Geraldine Ferraro, one of the first to sound the sexism alarm, has asked Harvard University’s Shorenstein Center to conduct a study of the slights and insults that Clinton has endured to ensure there is some accountability for — and record of — them.
Kathleen Dolan, a political scientist at the University of Wisconsin, agrees that sexism played a part in the campaign. “Most people know it is not OK to be a racist,” says Dolan. “The problem for Sen. Clinton is that sexism is still OK and it doesn’t raise the same kind of clear bright line.”
But Dolan and other analysts — male and female — don’t believe that’s what ultimately will cost her the nomination.
Clinton is losing the nomination fight just like hundreds of men who have come before her — because she made a few more political mistakes than her competitor.
Early on, she adopted a general election message that made it impossible for her to assuage resentment boiling among the party’s activists over her vote for the Iraq war.
Her initial offerings on economics reached back into the 1990s rather than embracing the forward-looking “change” agenda being set by the voters.
Her campaign described the primary at the outset as a race for delegates but then failed to organize itself to master the rules and compete for every last one of those delegates.
And, as Clinton made a midcampaign correction, time began slipping away and Barack Obama began building what is now an insurmountable pledged delegate advantage.
Bottom line: Clinton made a handful of mistakes in he most unforgiving of primary environments, a race so tight, so evenly matched, that to lose any primary or caucus by a fraction of a percent could mean forfeiting the prize.
Indeed, Clinton’s gender proved more strength than weakness in this year’s titanic struggle.
Joe Biden, Chris Dodd, Bill Richardson and even John Edwards could not survive Obama’s Iowa upset.
Only one candidate could tap into a vast support base to soldier on, and that was Clinton, with her throngs of history-seeking supporters.
They pushed her over the top in New Hampshire and extended her candidacy again in Ohio and Pennsylvania and on through Tuesday’s final contests in Montana and South Dakota.
That show of strength has been powerful and instructive, both for the Democratic Party and for women of this generation and the next.
To end this race by saying that even Clinton — a woman who built a mighty campaign machine and had such a command of policy that she could clean the debate floor with her male opponents — couldn’t win because she is a woman could send a negative message to the next generation of female candidates and all of America’s daughters.
Clinton will leave soft ground for them, and they should feel empowered to run on it.

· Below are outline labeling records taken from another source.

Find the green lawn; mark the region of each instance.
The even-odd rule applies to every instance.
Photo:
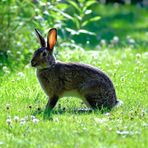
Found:
[[[0,146],[148,145],[148,52],[138,53],[130,48],[116,51],[75,50],[61,52],[58,59],[81,61],[105,71],[113,80],[117,96],[123,100],[124,105],[106,114],[99,111],[79,113],[77,109],[85,106],[78,98],[63,98],[51,118],[43,120],[43,112],[37,113],[37,110],[44,109],[46,96],[37,82],[35,70],[26,66],[19,73],[5,74],[0,78]],[[31,115],[35,115],[38,120],[32,120]],[[15,116],[19,117],[17,122]]]
[[[111,5],[96,5],[93,10],[101,16],[88,26],[96,36],[89,39],[85,35],[85,40],[76,36],[76,43],[72,43],[81,41],[82,48],[72,50],[71,42],[66,46],[58,37],[56,57],[103,70],[124,104],[109,113],[80,112],[86,107],[80,99],[62,98],[49,120],[43,120],[47,97],[35,69],[22,62],[27,63],[33,49],[39,47],[31,34],[33,28],[26,25],[15,37],[22,44],[10,49],[16,61],[11,60],[11,54],[8,59],[0,55],[0,147],[148,147],[148,10]],[[32,42],[27,42],[31,36]],[[114,36],[119,42],[113,43]]]

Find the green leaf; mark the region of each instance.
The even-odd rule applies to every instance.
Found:
[[[92,5],[95,4],[95,3],[96,3],[96,1],[94,1],[94,0],[87,1],[87,2],[85,3],[85,5],[84,5],[83,11],[87,10],[88,7],[92,6]]]
[[[81,12],[81,9],[79,8],[78,4],[74,1],[68,1],[69,4],[71,4],[76,10],[78,10],[79,12]]]
[[[79,33],[84,33],[84,34],[89,34],[89,35],[95,35],[95,33],[87,31],[87,30],[84,30],[84,29],[80,29],[78,32]]]
[[[93,18],[91,18],[91,19],[89,19],[89,20],[84,21],[84,22],[82,23],[82,26],[84,27],[84,26],[86,26],[88,23],[98,21],[99,19],[101,19],[100,16],[93,17]]]

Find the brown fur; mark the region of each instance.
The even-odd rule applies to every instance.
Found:
[[[52,32],[48,33],[50,38]],[[55,33],[53,34],[56,39]],[[56,41],[52,38],[51,42],[49,39],[48,44],[53,47]],[[116,105],[118,101],[113,83],[105,73],[85,64],[56,62],[51,49],[48,48],[50,45],[38,49],[31,61],[32,66],[37,67],[38,80],[49,97],[47,108],[52,109],[66,92],[78,94],[87,106],[94,109],[112,108]],[[44,52],[46,56],[43,56]]]

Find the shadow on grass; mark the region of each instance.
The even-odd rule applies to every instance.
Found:
[[[81,114],[104,114],[107,112],[110,112],[111,110],[106,109],[106,108],[102,108],[101,110],[99,109],[90,109],[90,108],[72,108],[72,109],[53,109],[50,113],[45,114],[45,110],[41,109],[41,110],[35,110],[33,112],[34,116],[37,115],[43,115],[44,119],[50,119],[53,115],[63,115],[63,114],[75,114],[75,115],[81,115]]]

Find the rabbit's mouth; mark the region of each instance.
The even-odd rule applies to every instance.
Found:
[[[35,61],[31,60],[31,66],[32,66],[32,67],[36,67],[37,65],[38,65],[38,63],[37,63],[37,62],[35,62]]]

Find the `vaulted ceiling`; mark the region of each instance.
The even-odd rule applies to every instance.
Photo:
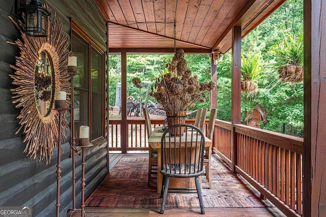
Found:
[[[95,0],[108,22],[110,52],[182,48],[227,51],[231,30],[244,37],[285,0]]]

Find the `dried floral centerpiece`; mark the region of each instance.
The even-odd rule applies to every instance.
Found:
[[[197,101],[206,101],[204,93],[215,88],[216,84],[212,80],[199,84],[197,76],[192,76],[182,49],[176,51],[166,68],[156,78],[150,95],[164,107],[168,124],[172,126],[181,123],[174,121],[177,119],[184,123],[188,107]]]

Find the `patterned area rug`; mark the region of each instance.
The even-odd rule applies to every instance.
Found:
[[[233,174],[220,158],[212,156],[212,189],[202,183],[205,208],[273,207],[261,200],[259,193],[243,178]],[[125,155],[85,202],[86,206],[157,208],[161,199],[156,187],[147,186],[147,158]],[[166,208],[199,207],[197,194],[168,195]]]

There are some these days who are also inverting the sexism argument. Clinton may not have lost because she’s a woman, but Obama got a pass because he’s a man, they argue. Voters and political analysts never would have taken a candidate with inspirational gifts but a thin political résumé seriously if he were a she.
That may be true. It may also not be so. The truth is, we won’t know for sure until we’ve met her. And nothing said about this year’s campaign should discourage even her from someday vying for the prize.
“Gender is a multifaceted issue,” says Mandel, and it did play a big role in this year’s presidential race.
“[Clinton] is the first woman to be taken seriously as a candidate. She is the first woman to win a primary. She has made history.”